Rodrigo Ronconi, um dos responsáveis pelo Polo Storico, diz que “o primeiro passo quando se encontra um Lamborghini para ser restaurado é a verificação da identidade, com a busca de números de chassis, de motor, da caixa de câmbio etc.”. Só depois começam os trabalhos de investigação de todas as peças, procura das cores originais e de revestimentos, com base em toda a documentação em papel existente em enormes dossiês que ocupam as muitas prateleiras do Polo Storico.
Toda a documentação será digitalizada para que tudo possa se tornar mais facilmente preservado e consultado no futuro. “A Lamborghini teve vários donos e a informação estava muito dispersa em diversos países do mundo, por isso foi um trabalho muito complicado e moroso”, conclui Ronconi.
Um dos veículos aqui restaurados que ficaram famosos nos últimos tempos foi um Countach LP 500 no tom amarelo Giallo Fly Speciale.

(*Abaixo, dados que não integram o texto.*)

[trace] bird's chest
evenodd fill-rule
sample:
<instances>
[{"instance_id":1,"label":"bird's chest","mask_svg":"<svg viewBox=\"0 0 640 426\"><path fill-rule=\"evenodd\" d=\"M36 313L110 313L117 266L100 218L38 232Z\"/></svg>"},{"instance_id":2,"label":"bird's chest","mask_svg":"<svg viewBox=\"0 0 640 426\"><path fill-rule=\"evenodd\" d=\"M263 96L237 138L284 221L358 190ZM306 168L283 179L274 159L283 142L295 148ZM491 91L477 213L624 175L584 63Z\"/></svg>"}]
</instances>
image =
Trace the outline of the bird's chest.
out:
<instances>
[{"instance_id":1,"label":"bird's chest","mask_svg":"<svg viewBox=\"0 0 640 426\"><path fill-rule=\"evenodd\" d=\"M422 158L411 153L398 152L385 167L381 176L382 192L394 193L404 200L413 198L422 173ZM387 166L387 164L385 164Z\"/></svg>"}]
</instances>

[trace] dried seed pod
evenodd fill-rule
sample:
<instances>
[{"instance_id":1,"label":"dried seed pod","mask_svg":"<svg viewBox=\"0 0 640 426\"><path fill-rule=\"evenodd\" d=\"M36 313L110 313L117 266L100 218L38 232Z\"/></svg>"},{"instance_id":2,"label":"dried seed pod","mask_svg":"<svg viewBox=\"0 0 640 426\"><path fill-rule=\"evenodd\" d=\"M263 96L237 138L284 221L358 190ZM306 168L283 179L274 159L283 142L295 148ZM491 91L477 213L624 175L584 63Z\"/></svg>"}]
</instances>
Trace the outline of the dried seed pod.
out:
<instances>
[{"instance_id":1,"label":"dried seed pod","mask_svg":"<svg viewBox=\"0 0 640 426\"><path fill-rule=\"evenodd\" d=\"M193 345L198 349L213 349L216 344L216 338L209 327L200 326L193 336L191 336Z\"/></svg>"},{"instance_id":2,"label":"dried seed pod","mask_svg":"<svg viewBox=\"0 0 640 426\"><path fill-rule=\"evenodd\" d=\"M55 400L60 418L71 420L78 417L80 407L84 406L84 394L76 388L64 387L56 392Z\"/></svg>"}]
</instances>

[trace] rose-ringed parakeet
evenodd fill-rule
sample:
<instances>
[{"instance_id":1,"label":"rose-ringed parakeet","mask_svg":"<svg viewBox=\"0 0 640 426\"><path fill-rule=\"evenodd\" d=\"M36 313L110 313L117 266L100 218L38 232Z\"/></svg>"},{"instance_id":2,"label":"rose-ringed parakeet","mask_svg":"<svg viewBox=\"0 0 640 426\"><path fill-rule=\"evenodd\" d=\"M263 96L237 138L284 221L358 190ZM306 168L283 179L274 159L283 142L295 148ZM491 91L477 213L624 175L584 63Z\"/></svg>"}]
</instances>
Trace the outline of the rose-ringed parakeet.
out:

Esse modelo foi apresentado no Salão de Genebra de 1971 e destruído três anos mais tarde (em março de 1974) em um teste de colisão para homologação. O que sobrou do carro tinha sido dado como desaparecido, mas um colecionador inglês encontrou-o e solicitou a intervenção do Polo Storico para o “ressuscitá-lo”.
Foram necessárias 25 mil horas para que a missão fosse concluída. O Centro Stile Lamborghini deu uma contribuição imprescindível, redesenhando a carroceria de forma que ficasse exatamente igual à original. Os componentes mecânicos usados eram todos originais restaurados ou peças feitas especificamente para o modelo. No caso do chassi e da carroceria, foram refeitos à mão por bate-chapas especializados e até a Pirelli colaborou produzindo um jogo de pneus idêntico ao do carro original.
No final, o orgulhoso proprietário recebeu — como todos os outros — o livro de registro do seu carro restaurado, com informações sobre todos os componentes, cores, números de peças, especificações técnicas e fotografias. Assim nascia mais um Lamborghini clássico muito especial.